Le Photosystème II

Apports scientifiques : nature, structure et fonction du photosystème II

La figure 27 présente un schéma de l'organisation du photosystème II des plantes terrestres. Celui-ci est composé de protéines et de complexes protéines-pigments. Seuls les composés les plus importants sont décrits ici. Le centre réactionnel est composé du dimère formé des protéines-pigments D1 et D2. Au coeur du complexe est logée la paire spéciale de molécules de chlorophylle a dont nous avons parlé précédemment. Elle est appelée P680 car il s'agit d'un pigment absorbant à 680 nm. D1 et D2 partagent également un atome de fer (Fe) non hémique[1]. D1 et D2 lient chacun une molécule de phéophytine[2] (Pheo dans la figure 1.2.2.4.5.F1) et un type de quinone : la plastoquinone QB au niveau de D1 et la quinone QA au niveau de D2 (Figure 27). QA ne peut accepter qu'un seul électron à la fois tandis que QB peux en accepter deux.

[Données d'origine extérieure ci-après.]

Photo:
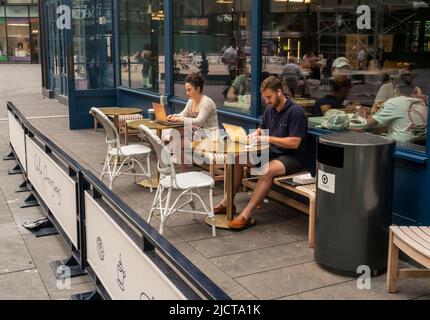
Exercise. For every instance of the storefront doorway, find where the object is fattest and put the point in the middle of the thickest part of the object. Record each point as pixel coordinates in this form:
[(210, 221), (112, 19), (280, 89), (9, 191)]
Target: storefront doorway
[(19, 34)]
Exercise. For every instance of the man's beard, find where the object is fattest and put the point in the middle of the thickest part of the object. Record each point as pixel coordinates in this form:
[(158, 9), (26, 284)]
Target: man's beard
[(277, 103)]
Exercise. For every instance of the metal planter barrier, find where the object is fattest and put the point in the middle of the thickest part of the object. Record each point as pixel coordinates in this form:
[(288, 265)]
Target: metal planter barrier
[(123, 255)]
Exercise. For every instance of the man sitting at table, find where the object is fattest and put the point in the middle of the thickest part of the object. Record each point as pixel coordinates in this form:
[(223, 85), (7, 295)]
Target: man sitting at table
[(287, 125), (405, 116)]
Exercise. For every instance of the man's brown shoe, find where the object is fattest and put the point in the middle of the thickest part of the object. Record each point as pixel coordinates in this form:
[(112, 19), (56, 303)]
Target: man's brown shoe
[(241, 223), (223, 210)]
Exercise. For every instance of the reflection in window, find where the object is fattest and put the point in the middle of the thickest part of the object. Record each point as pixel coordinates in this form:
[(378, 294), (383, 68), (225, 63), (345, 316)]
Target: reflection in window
[(92, 44), (214, 38), (312, 46), (142, 53)]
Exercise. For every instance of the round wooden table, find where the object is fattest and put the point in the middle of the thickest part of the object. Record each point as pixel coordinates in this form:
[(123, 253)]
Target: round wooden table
[(232, 151), (134, 125), (115, 112)]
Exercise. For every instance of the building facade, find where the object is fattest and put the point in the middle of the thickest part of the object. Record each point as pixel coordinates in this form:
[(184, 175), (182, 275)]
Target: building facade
[(130, 52), (19, 31)]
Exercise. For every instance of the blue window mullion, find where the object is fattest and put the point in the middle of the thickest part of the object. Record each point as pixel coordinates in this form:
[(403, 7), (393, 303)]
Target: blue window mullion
[(256, 57), (168, 47)]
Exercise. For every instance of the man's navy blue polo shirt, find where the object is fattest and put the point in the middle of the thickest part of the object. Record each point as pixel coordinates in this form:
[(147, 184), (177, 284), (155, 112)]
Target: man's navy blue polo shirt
[(290, 122)]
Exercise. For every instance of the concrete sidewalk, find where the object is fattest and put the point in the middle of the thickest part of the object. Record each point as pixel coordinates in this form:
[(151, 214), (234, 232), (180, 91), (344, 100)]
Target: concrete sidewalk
[(268, 261)]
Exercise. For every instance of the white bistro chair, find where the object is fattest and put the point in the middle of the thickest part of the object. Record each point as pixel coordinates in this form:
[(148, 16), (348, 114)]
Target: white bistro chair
[(121, 160), (187, 183)]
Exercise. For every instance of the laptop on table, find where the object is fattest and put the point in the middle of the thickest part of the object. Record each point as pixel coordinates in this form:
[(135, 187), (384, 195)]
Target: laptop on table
[(237, 134), (161, 116)]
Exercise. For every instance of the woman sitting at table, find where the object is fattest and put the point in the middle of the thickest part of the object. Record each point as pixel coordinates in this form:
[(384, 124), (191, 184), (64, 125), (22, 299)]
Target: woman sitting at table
[(339, 89), (200, 111)]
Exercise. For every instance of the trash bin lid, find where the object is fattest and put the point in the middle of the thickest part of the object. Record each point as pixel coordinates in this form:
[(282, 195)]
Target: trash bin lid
[(356, 139)]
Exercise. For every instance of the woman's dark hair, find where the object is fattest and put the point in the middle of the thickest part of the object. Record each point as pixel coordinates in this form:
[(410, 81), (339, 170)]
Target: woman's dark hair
[(196, 80)]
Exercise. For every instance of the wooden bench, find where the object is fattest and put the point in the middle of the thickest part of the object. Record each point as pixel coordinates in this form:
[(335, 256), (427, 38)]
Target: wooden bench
[(415, 243), (307, 191)]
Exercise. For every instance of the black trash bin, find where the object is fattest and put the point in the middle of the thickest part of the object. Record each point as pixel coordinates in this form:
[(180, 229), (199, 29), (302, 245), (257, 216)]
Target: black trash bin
[(355, 175)]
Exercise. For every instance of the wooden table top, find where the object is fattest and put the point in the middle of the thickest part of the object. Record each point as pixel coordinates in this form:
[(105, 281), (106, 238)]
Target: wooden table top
[(116, 111), (134, 125), (225, 147), (305, 102)]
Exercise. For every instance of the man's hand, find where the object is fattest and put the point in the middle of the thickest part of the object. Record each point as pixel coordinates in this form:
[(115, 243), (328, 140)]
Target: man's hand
[(173, 118), (258, 140), (255, 134)]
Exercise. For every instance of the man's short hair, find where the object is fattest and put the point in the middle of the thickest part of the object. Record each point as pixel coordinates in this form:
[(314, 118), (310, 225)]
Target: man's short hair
[(339, 82), (405, 90), (272, 83)]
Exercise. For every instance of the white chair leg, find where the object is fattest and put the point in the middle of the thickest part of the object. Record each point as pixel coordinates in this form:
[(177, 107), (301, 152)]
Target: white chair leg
[(148, 163), (114, 172), (156, 203), (164, 213), (193, 206), (133, 170), (211, 213), (105, 166)]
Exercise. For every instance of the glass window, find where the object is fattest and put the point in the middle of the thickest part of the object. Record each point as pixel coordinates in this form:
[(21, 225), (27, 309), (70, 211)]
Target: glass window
[(34, 11), (3, 39), (142, 50), (214, 38), (16, 11), (92, 44), (328, 56)]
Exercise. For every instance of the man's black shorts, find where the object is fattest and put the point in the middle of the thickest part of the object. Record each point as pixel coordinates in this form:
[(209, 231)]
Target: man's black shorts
[(292, 164)]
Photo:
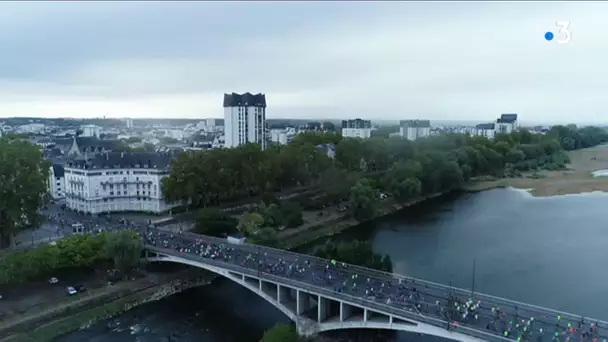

Les complexes protéines-pigments CP43 et CP47 forment l'antenne collectrice interne de l'énergie lumineuse. La dénomination CP signifie « Chlorophyll Protein » et le chiffre indique la masse moléculaire apparente de la protéine lorsqu'elle est séparée par gel d'électrophorèse SDS-PAGE[3]. Le polypeptide de 28 kDa représente l'antenne externe de l'énergie lumineuse. Le photosystème II contient d'autres protéines telles que le polypeptide I et le cytochrome b559 qui remplissent des rôles structuraux et dans le transfert des électrons autour du photosystème II. La description de ces rôles sort du cadre de cette ressource.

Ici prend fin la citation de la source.